Nike deducts increase in accounts receivable since they
result in less cash

 m. Why does Nike adjust net income by subtracting


increases in inventory and adding decreases in inventory
when calculating cash flow from operations?
It’s a really simple look here because of inventory if the
inventory gets too big or grows more than it should the
company will have less cash to work with and if it
decreases the company would have more cash at hand.
 n. When calculating cash flow from operations, why does
Nike adjust net income by adding increases and
subtracting decreases in accounts payable?
Nike doesn’t really pay to increase their cash on hand if
accounts payable are rising and decrease their cash on
hand.

 o. Cash flow from operations exceeded net income during


fiscal 2015, but not during fiscal 2016. Why? What caused
the big drop in cash flows provided by operations from
2015 to 2016?
The main reason why the big drop in cash is because of
decrease in accounts payable and from what I saw
between that year they were paying accounts payable so
in turn having less money at hand.

 P. What were Nike’s primary financing activities during


these three years?
During 3 years, they were purchasing common stock and
receiving dividends, both where common and preferred.

Relations between Financial Statement Items

 q. Compute the amount of cash collected from customers


during 2016.
Sales revenue: $32,376
Sales Revenue + change in Accounts receivable
Change in Accounts Receivable: $60
$32,376 + $60 = $32,436
 r. Compute the amount of cash payments made to
suppliers of merchandise during 2016.
Ending Accounts Payable $2,191 – Beginning Accounts
Payable $2,131 = Change in Accounts Payable $60
Cost of sale + Change in inventory – Change in accounts
payable
Cost of sales: $17,405
Changes in inventories: $590
Change in Accounts Payable $60
$17,405 + $590 - $60 = $17,846

 s. Reconcile the change in retained earnings during 2016.


Beginning Retained Earnings + Net income – D = $4,151
$4,685 + $3,760 - $4,260 = $4,151
$4,185 = / = $4,151
Retained earning change as we can see in the result of the
computation it because of 3 factors and those are net
income, dividend payments and stock purchases and
during this the reconciliation we have found a
discrepancy that was $34 million.

Interpreting Financial Statement Relations

 t.
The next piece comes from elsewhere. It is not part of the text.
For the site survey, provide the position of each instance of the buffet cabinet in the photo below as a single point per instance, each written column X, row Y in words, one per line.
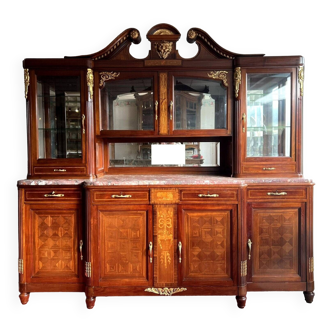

Exhibit 1.28 presents common-size and percentage


change income statements for Nike for 2014, 2015, and
2016. What are some reasons for the increases in the net
income/sales revenue percentages for Nike between
2014 and 2015, and between 2015 and 2016?
There were some behind the scene reason on why the
increase in net income or sales revenue percentages and
those are the reduce of cost of sale that increased gross
profit and another reason is reduced demand creation
cost.
 u. Exhibit 1.29 presents common-size and percentage
change balance sheets for Nike at the end of 2014, 2015,
and 2016. What is the likely explanation for the relatively
small percentages for property, plant, and equipment?
They outsourced the majority of sales and manufacturing
of its goods.
 v. What is the likely explanation for the relatively small
percentages for notes payable and long-term debt?
Simple Nike does not require any big quantity of capital to
finance and also they don’t incur a lot of debt and because
they outsource most of its manufacturing and retailing.